Néanmoins, l’adolescent ignare ne porte pas ce t-shirt orné de la tête d’un assassin communiste juste parce qu’il le trouve confortable ou parce qu’il aime sa couleur. Il le porte car il trouve « stylé » d’afficher des opinions politiques radicales, quand bien même la politique le laisserait indifférent. De la même manière, vous ne portez sûrement pas ce sweat-shirt par hasard. Si vous l’appréciez et si vous avez voulu vous faire photographier avec lui, c’est sans doute parce que vous aimez l’aura de virilité usurpée qu’il vous donne – croyez-vous.
Vous connaissez sûrement ces photographies de Vladimir Poutine, torse nu, sur un cheval ou un fusil à la main. Et, sûrement aussi vous avez dû vous gausser de ces images, avec raison d’ailleurs. Pourtant, chacun comprend bien que, si ces photographies sont effectivement ridicules, Vladimir Poutine est réellement un homme dangereux et qui a mené un vie dangereuse. Vous, en revanche, il est clair que le plus grand risque physique auquel vous avez été exposé dans votre vie est sans doute celui d’être intoxiqué par les vapeurs de toner en allant faire des photocopies pour Paul Ricoeur.
Songez donc, monsieur le président, combien plus bouffonnes que les photographies de Vladimir Poutine sont celles que vous venez de livrer au public.
Permettez-moi de vous donner une indication, monsieur le président : une des choses qui caractérisent l’homme viril, réellement viril, c’est précisément de se soucier comme d’une guigne de paraitre viril. Vous voyez à quel point vous êtes loin du compte.

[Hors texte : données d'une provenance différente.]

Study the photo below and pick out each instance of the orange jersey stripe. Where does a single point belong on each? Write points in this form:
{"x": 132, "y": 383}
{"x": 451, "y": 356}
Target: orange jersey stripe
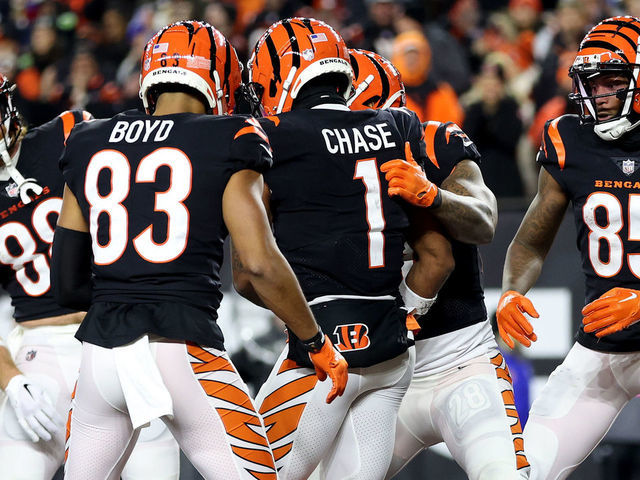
{"x": 215, "y": 365}
{"x": 280, "y": 452}
{"x": 274, "y": 119}
{"x": 557, "y": 142}
{"x": 287, "y": 365}
{"x": 289, "y": 391}
{"x": 200, "y": 353}
{"x": 259, "y": 457}
{"x": 284, "y": 422}
{"x": 429, "y": 140}
{"x": 237, "y": 425}
{"x": 226, "y": 392}
{"x": 251, "y": 129}
{"x": 68, "y": 121}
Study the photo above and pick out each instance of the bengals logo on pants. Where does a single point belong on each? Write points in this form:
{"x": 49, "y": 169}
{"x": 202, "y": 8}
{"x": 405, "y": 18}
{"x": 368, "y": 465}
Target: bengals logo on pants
{"x": 353, "y": 336}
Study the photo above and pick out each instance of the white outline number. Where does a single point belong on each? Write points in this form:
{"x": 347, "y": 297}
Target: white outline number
{"x": 170, "y": 202}
{"x": 367, "y": 171}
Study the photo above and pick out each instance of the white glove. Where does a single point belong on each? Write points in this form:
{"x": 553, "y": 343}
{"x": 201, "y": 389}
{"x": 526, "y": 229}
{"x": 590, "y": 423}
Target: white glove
{"x": 36, "y": 414}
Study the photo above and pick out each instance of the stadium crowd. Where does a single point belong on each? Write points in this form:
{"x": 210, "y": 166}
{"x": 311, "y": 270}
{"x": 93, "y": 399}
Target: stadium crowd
{"x": 498, "y": 68}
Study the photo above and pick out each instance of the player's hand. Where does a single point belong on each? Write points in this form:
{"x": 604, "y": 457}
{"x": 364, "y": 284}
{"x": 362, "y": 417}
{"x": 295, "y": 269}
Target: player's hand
{"x": 412, "y": 324}
{"x": 511, "y": 320}
{"x": 36, "y": 414}
{"x": 407, "y": 179}
{"x": 616, "y": 309}
{"x": 328, "y": 361}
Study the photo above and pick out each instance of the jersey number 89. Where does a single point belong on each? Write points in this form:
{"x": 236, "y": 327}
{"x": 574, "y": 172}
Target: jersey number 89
{"x": 169, "y": 202}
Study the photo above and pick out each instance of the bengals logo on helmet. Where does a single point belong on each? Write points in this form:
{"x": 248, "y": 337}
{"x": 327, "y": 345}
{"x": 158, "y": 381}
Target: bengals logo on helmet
{"x": 196, "y": 55}
{"x": 352, "y": 336}
{"x": 611, "y": 47}
{"x": 290, "y": 54}
{"x": 376, "y": 84}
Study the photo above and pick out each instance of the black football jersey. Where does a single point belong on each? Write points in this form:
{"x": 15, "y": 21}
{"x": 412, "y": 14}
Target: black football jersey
{"x": 332, "y": 218}
{"x": 26, "y": 230}
{"x": 334, "y": 222}
{"x": 602, "y": 180}
{"x": 460, "y": 301}
{"x": 151, "y": 190}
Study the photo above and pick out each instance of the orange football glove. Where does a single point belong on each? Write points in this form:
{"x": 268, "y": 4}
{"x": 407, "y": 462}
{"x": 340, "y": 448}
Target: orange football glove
{"x": 616, "y": 309}
{"x": 328, "y": 361}
{"x": 412, "y": 324}
{"x": 407, "y": 179}
{"x": 511, "y": 320}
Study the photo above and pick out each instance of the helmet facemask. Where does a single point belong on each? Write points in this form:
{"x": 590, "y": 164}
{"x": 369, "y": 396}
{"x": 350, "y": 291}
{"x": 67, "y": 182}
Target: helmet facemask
{"x": 10, "y": 122}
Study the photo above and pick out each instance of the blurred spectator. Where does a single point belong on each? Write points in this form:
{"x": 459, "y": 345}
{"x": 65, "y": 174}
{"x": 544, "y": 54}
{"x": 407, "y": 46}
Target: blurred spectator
{"x": 380, "y": 28}
{"x": 492, "y": 121}
{"x": 465, "y": 25}
{"x": 429, "y": 97}
{"x": 564, "y": 31}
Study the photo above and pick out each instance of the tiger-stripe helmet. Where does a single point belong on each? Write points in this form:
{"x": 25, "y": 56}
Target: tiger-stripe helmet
{"x": 376, "y": 84}
{"x": 611, "y": 47}
{"x": 192, "y": 54}
{"x": 290, "y": 54}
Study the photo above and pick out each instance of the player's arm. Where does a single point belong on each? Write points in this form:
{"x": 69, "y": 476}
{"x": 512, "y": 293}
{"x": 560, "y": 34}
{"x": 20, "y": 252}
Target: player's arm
{"x": 464, "y": 204}
{"x": 272, "y": 277}
{"x": 525, "y": 257}
{"x": 241, "y": 277}
{"x": 71, "y": 256}
{"x": 469, "y": 210}
{"x": 432, "y": 262}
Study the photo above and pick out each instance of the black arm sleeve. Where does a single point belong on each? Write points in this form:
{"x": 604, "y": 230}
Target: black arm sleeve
{"x": 71, "y": 268}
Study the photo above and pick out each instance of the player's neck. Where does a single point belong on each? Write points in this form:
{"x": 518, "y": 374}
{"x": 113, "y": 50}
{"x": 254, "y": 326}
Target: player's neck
{"x": 178, "y": 102}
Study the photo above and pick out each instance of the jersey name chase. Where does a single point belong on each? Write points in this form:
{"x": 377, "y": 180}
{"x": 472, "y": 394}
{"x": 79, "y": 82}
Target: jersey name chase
{"x": 371, "y": 138}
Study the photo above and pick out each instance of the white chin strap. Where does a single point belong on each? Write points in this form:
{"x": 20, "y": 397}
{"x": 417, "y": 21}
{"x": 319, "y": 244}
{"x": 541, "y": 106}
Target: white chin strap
{"x": 25, "y": 185}
{"x": 614, "y": 129}
{"x": 361, "y": 88}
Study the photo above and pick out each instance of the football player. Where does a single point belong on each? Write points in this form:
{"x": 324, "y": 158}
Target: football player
{"x": 39, "y": 363}
{"x": 343, "y": 237}
{"x": 148, "y": 202}
{"x": 461, "y": 390}
{"x": 591, "y": 161}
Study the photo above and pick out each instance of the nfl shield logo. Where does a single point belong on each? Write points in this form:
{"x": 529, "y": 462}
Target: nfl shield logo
{"x": 12, "y": 189}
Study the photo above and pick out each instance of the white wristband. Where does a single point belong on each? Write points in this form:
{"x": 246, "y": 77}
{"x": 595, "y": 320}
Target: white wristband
{"x": 414, "y": 302}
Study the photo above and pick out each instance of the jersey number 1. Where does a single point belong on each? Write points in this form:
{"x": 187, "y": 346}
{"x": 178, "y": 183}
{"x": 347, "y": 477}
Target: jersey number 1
{"x": 367, "y": 171}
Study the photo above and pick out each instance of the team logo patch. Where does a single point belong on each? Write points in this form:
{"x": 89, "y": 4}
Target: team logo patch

Il faut, me semble-t-il, remonter assez loin dans les annales de la vie politique française pour trouver un comportement aussi grotesque et involontairement comique que le vôtre. Valéry Giscard d’Estaing prenant le petit déjeuner à l’Elysée avec des éboueurs africains, peut-être. Ou bien le président Paul Deschanel que l’on retrouva, une nuit de mai 1920, errant en pyjama sur la voie ferrée après être tombé du train présidentiel lors d’une crise de somnambulisme. Mais le pauvre Paul Deschanel était réellement souffrant, alors que vous êtes en pleine possession de vos moyens, à ce qu’il semble. Car l’égotisme est un vice, pas une maladie.
Je sais que bien des personnes se sont indignées de vous voir ainsi vous pavaner devant l’objectif, et je peux comprendre les motifs de cette irritation. Mais je vois les choses un peu différemment. Il me semble que votre vanité puérile est là pour nous dédommager un peu du fait de devoir vous supporter. Politiquement vous êtes un fléau, mais du moins vous nous faites parfois rire. C’est déjà un petit quelque chose.
Continuez donc, s’il vous plaît, monsieur le président, à faire faire des photographies de vous-même. Faites-en souvent, en variant les décors, les costumes et les situations. Justin Trudeau pourrait être un bon exemple pour vous. Il est clair que vous avez tout le potentiel nécessaire pour l’égaler et même le surpasser.
Avec tout le respect qu’un Français doit, malgré tout, à votre fonction, monsieur le président.